Published 
October 13, 2025

Agent Throughput

Agent throughput is the measurement of how many items an agent processes per hour in a workflow. It helps MCA brokers and funders by showing the efficiency of underwriting or operations staff, and highlights how automation increases productivity by removing repetitive, low-value steps.

What Is Agent Throughput?

Agent throughput refers to the volume of tasks or submissions an agent can complete in a given time. In MCA and small business lending, this typically means how many ISO submissions, bank statements, or decision emails a staff member processes within an hour or a day.

This metric is often used to benchmark operational performance. Operators rely on it to track improvements after introducing automation and to measure whether headcount is keeping pace with submission volume.

How Does Agent Throughput Work?

Agent throughput is measured by comparing completed tasks to time worked.

  • Work capture: Each submission or document processed is counted as a completed unit.
  • Time tracking: The number of hours an agent spends on intake, scrubbing, or underwriting prep is logged.
  • Rate calculation: Completed units are divided by hours worked to produce an items-per-hour measure.
  • Benchmarking: Results are compared over time to monitor improvements or identify bottlenecks.

In Heron, agent throughput rises as automation reduces repetitive tasks.

  • Automated intake: Submissions enter the workflow without manual email sorting.
  • Scrubbing automation: Key checks like completeness, NSFs, and risk flags are performed instantly.
  • CRM write-back: Clean fields are synced without rekeying.
  • Next action: Agents spend less time on prep and more time on underwriting decisions, increasing items per hour.

This makes throughput an effective indicator of ROI from automation.

Why Is Agent Throughput Important?

For brokers and funders, agent throughput is important because headcount typically scales with submission volume.

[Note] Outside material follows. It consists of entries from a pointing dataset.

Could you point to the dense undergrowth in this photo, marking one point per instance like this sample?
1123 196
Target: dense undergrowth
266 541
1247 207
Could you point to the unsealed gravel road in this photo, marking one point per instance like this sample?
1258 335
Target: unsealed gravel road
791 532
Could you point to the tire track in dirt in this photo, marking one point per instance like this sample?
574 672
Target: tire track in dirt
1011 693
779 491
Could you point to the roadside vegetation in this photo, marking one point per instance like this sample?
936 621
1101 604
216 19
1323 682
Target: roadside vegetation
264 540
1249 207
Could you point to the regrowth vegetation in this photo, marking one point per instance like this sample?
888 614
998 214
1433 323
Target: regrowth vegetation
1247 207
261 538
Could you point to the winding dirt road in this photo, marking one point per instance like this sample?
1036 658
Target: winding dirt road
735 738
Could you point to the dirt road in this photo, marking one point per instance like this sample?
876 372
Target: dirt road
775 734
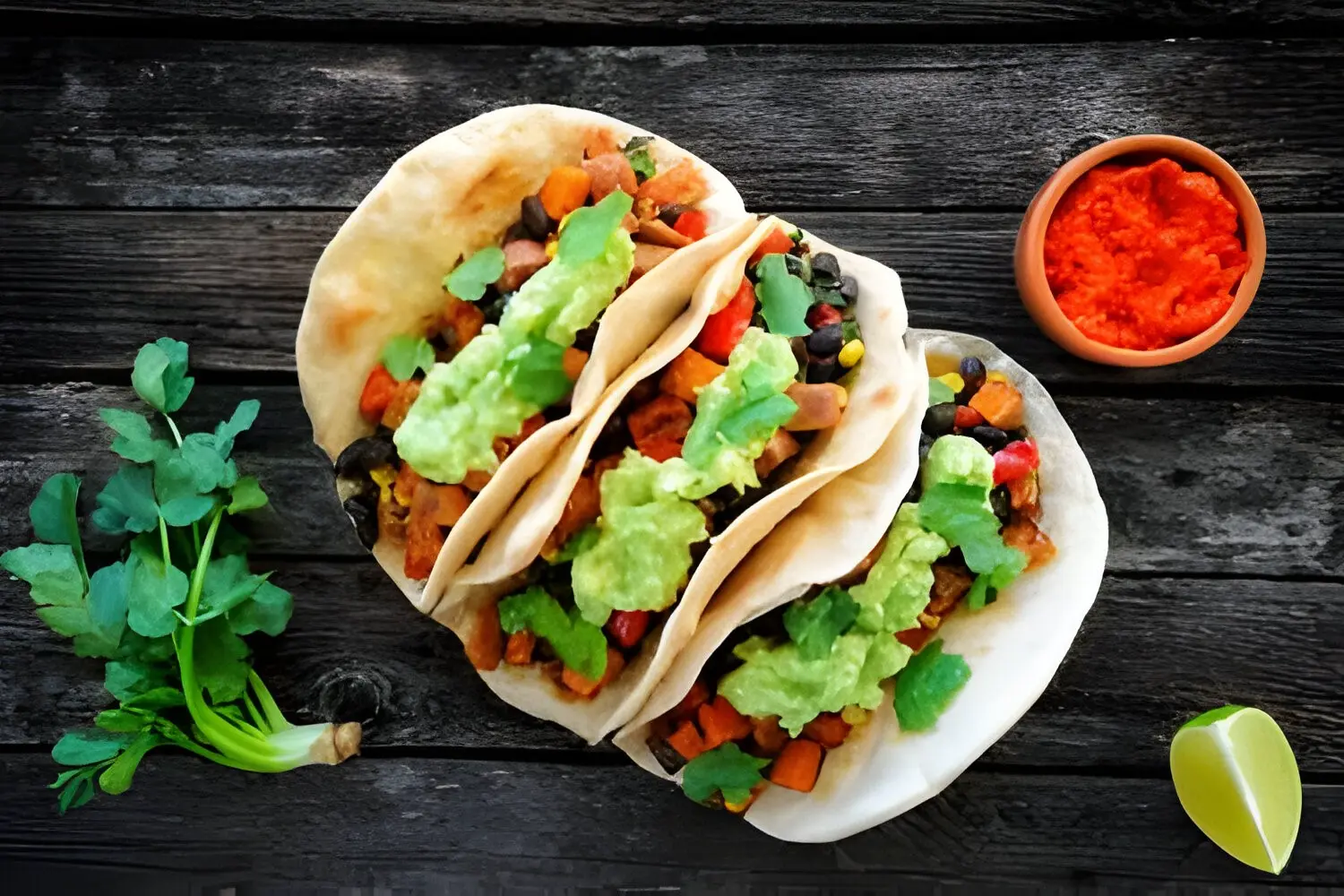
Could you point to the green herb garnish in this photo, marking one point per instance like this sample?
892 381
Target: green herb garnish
168 616
470 280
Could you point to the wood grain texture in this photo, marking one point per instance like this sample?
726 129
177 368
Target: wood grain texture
233 285
1193 487
704 15
425 823
1153 653
236 124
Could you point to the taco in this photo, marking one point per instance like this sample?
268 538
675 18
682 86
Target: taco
897 625
473 308
785 371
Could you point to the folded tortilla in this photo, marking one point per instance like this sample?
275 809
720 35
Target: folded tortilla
883 390
454 194
1013 646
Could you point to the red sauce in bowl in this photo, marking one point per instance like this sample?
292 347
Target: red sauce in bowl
1144 257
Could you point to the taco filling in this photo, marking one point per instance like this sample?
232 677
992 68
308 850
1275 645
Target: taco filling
792 684
518 324
685 452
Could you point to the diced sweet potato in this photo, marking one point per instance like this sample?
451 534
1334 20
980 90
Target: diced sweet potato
688 374
1000 405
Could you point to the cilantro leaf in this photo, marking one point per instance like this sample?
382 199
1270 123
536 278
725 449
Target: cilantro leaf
725 769
470 280
537 371
784 298
155 590
403 355
85 745
814 625
926 685
160 375
960 512
268 610
220 659
581 645
134 441
126 503
246 495
585 234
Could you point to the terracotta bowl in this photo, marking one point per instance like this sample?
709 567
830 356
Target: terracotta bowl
1030 253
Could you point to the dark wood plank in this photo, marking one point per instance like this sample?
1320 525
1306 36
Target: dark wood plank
137 123
1153 654
703 15
233 285
426 823
1193 487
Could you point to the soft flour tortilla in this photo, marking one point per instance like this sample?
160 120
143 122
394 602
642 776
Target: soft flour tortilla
1013 646
443 201
883 389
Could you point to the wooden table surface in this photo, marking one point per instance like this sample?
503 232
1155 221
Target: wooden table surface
175 168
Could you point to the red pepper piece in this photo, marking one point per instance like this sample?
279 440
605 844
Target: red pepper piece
725 328
1016 461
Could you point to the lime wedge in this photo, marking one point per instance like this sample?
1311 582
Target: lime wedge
1236 780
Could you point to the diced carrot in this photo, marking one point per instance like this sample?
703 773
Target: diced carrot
693 700
687 740
462 322
725 328
486 646
628 626
564 190
682 185
660 426
518 651
999 403
820 406
776 242
573 362
688 374
585 686
403 489
378 392
1026 536
693 223
828 729
583 506
769 737
401 405
777 450
797 766
720 723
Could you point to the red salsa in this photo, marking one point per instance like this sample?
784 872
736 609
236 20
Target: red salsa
1144 257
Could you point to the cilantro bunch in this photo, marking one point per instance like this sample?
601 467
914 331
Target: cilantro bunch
169 614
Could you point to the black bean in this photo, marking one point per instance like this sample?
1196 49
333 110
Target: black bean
991 437
822 368
535 220
667 756
825 340
798 268
362 509
825 263
940 419
1002 501
671 212
972 374
365 454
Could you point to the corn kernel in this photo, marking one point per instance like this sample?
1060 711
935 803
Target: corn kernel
851 354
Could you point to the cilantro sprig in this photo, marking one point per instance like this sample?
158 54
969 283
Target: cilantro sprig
169 614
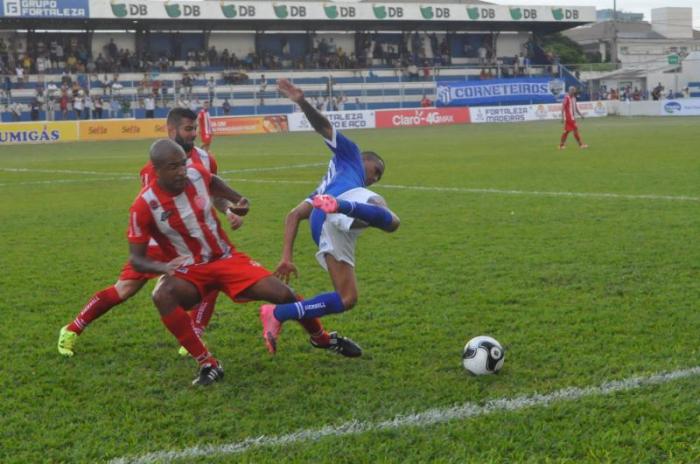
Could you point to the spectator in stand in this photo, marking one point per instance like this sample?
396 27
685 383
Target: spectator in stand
63 105
98 107
89 106
35 108
78 104
211 88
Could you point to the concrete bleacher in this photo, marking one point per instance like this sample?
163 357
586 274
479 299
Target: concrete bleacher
375 89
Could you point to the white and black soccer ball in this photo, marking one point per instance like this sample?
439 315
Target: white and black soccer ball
483 355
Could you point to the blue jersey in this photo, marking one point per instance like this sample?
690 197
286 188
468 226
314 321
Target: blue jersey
346 171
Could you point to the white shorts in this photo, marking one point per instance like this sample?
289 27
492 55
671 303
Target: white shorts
337 237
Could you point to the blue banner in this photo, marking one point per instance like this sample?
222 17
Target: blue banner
45 8
526 90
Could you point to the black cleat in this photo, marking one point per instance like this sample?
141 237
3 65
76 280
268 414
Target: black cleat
208 374
340 345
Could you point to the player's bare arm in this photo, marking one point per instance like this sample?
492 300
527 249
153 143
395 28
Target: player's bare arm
141 262
316 119
286 266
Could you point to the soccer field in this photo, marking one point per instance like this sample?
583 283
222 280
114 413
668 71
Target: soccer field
584 264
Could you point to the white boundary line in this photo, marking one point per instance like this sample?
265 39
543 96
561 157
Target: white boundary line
421 419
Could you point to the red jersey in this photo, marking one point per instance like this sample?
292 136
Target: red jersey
182 225
205 132
196 157
568 106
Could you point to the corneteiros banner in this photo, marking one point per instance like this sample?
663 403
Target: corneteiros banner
237 10
341 120
541 112
514 91
681 107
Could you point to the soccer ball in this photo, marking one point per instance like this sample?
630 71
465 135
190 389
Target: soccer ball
483 355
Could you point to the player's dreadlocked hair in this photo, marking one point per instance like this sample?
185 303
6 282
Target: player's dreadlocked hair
370 155
178 114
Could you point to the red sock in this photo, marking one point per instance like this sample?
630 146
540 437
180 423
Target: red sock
201 314
180 325
563 138
578 139
100 303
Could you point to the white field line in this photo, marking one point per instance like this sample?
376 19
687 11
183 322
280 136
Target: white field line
421 419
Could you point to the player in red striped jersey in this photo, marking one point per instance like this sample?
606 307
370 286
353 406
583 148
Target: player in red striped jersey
175 209
204 123
181 124
568 117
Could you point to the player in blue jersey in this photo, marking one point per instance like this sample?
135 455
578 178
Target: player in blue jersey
338 210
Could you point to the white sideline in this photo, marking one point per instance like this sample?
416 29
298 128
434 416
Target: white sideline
421 419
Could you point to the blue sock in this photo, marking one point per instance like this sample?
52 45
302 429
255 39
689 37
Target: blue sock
375 216
318 306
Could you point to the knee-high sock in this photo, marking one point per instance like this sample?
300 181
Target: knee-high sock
578 138
563 137
99 304
318 306
375 216
180 325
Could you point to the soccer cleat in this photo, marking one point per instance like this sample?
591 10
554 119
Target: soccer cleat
325 203
271 327
209 373
66 341
341 345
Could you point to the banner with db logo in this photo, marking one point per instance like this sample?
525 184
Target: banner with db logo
498 91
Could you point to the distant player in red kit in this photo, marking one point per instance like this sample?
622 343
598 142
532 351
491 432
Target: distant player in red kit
568 117
204 123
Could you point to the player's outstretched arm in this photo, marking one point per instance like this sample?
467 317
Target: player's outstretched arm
286 266
316 119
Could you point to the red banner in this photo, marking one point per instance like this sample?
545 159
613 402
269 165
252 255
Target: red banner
422 117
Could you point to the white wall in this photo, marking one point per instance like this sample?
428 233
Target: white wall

Without automation, more volume means hiring more staff or outsourcing.

Improving throughput allows teams to handle more deals with the same resources, which lowers cost per submission and accelerates deal flow.

Heron directly impacts throughput by automating repetitive steps, so agents focus on value-added tasks like underwriting judgment instead of data entry.

Common Use Cases

Agent throughput is tracked in operational reporting and workforce planning.

  • Measuring how many submissions an underwriter processes per hour.
  • Tracking throughput changes before and after automation.
  • Identifying teams or queues with lower-than-average throughput.
  • Using throughput as a metric in SLA performance dashboards.
  • Forecasting staffing needs based on expected volume growth.

FAQs About Agent Throughput

How does Heron improve agent throughput?

Heron automates repetitive intake and scrubbing steps, so agents spend more time underwriting and less time on manual packet prep.

Why is agent throughput valuable for MCA brokers and funders?

It shows how efficiently teams operate and whether they can scale deal flow without increasing headcount. Improved throughput translates into faster decisions and lower costs.

What outputs should teams expect from tracking agent throughput?

Teams gain a clear items-per-hour metric, which improves as automation takes on repetitive tasks. These results can be monitored in dashboards to prove operational gains.